Agents

RAG

comprehensive guide to Retrieval-Augmented Generation (RAG), covering Vector Databases, Semantic Search, Embeddings, Chunking strategies, and the RAG workflow.

RAG (Retrieval-Augmented Generation)

Retrieval-Augmented Generation (RAG) is a technique that enhances Large Language Models (LLMs) by retrieving relevant data from external sources to ground the model's responses in factual information. This guide covers the essential components of building a RAG system.

1. Introduction to Vector Database

A Vector Database (Vector DB) is a specialized database designed to store and manage high-dimensional vector embeddings. Unlike traditional relational databases that store rows and columns, or document databases that store JSON objects, vector databases are optimized for storing and querying vectors—lists of numbers that represent data (text, images, audio) in a multi-dimensional space.

Key Characteristics

  • High-Dimensional Indexing: Uses algorithms to index vectors for fast retrieval.
  • Similarity Search: Optimized to find vectors that are "closest" to a query vector, rather than exact matches.
  • Scalability: Built to handle millions or billions of embeddings.

Why use a Vector DB?

Traditional databases are great for exact keyword matching (e.g., WHERE name = 'John'). However, they struggle with "fuzzy" concepts. Vector DBs allow you to ask, "Find me items similar to this one," or "Find documents that talk about climate change," even if they don't use those exact words.

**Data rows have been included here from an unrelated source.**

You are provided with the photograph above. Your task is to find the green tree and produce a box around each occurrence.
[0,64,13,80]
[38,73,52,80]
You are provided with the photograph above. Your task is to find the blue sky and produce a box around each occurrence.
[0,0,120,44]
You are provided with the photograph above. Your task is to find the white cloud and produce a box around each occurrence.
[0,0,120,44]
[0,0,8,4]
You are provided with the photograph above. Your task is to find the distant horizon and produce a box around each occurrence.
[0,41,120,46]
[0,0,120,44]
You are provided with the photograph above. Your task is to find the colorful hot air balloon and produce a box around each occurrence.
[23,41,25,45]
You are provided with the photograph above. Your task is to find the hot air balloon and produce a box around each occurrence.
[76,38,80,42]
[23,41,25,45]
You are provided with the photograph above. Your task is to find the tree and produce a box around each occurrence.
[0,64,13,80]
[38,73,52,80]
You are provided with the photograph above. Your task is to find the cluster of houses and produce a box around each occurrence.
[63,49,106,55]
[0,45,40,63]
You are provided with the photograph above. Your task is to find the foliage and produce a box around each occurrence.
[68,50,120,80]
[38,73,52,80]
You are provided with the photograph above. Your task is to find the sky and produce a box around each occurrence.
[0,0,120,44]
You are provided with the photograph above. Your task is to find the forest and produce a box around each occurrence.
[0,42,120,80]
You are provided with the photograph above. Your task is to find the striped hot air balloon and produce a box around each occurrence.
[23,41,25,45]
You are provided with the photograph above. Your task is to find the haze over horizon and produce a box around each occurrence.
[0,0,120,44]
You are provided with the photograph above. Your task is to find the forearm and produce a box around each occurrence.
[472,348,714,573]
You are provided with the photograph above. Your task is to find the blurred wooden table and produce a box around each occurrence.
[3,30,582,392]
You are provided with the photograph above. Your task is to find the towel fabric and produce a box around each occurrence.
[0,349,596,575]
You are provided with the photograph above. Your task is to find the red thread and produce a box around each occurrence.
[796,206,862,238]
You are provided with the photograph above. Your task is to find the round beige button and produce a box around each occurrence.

Semantic Search goes beyond keyword matching (lexical search) to understand the meaning and context behind a query. It uses vector embeddings to represent the semantic meaning of text.

How it Works

  1. Embedding: Both the search query and the documents in the database are converted into vector embeddings using the same embedding model (e.g., OpenAI text-embedding-3, HuggingFace models).
  2. Distance Calculation: The search engine calculates the distance/similarity between the query vector and document vectors in the vector space.
  3. Ranking: Documents are ranked based on their closeness to the query vector. Closer vectors = higher semantic similarity.
FeatureKeyword Search (Lexical)Semantic Search (Vector)
MechanismMatches exact words/tokensMatches meaning/concepts
ContextIgnores context; sensitive to typosUnderstands context and intent
SynonymsFails unless explicitly mappedHandles synonyms naturally (e.g., "car" ~ "vehicle")
Use CaseSpecific terms (IDs, names)Conceptual queries, Q&A

3. Storing Embeddings

To build a RAG system, you first need to generate embeddings for your data and store them in a Vector DB.

Process

  1. Load Data: Read your source documents.
  2. Chunking: Split text into smaller, manageable pieces (see Chunking section).
  3. Embed: Pass chunks through an embedding model.
  4. Upsert: Save the chunk text, metadata, and generated vector to the DB.

Code Example (Python)

Here is an example using LangChain and ChromaDB (a popular open-source vector store).

import os
from langchain_community.document_loaders import TextLoader
from langchain_text_splitters import RecursiveCharacterTextSplitter
from langchain_openai import OpenAIEmbeddings
from langchain_chroma import Chroma

# 1. Load Data
loader = TextLoader("./knowledge_base.txt")
documents = loader.load()

# 2. Chunk Data
text_splitter = RecursiveCharacterTextSplitter(
    chunk_size=1000,
    chunk_overlap=200
)
splits = text_splitter.split_documents(documents)

# 3. Initialize Embedding Model
# Ensure OPENAI_API_KEY is set in environment variables
embeddings = OpenAIEmbeddings(model="text-embedding-3-small")

# 4. Store Embeddings (ChromaDB)
# This creates a local vector store, generates embeddings, and saves them
vectorstore = Chroma.from_documents(
    documents=splits,
    embedding=embeddings,
    collection_name="my_rag_collection",
    persist_directory="./chroma_db"
)

print(f"Stored {len(splits)} chunks in the vector database.")
  • Chroma: Open-source, easy to run locally.
  • Pinecone: Managed cloud service, highly scalable.
  • Weaviate: Open-source, hybrid search (keyword + vector).
  • Qdrant: High-performance, open-source.
  • pgvector: Vector similarity search extension for PostgreSQL.

Once data is indexed, you can query it. This involves finding vectors in your database that are similar to your query vector.

Similarity Algorithms (Distance Metrics)

The "closeness" of vectors is measured using distance metrics. Choosing the right one depends on your embedding model and use case.

  1. Cosine Similarity: Measures the cosine of the angle between two vectors.
    • Range: -1 (opposite) to 1 (identical).
    • Use case: Most common for text embeddings; focuses on orientation, not magnitude.
  2. Euclidean Distance (L2): Measures the straight-line distance between two points.
    • Use case: When vector magnitude matters. Lower value = more similar.
  3. Dot Product: Measures the product of vector magnitudes and the cosine of the angle.
    • Use case: Optimized for normalized vectors (where it equals Cosine Similarity).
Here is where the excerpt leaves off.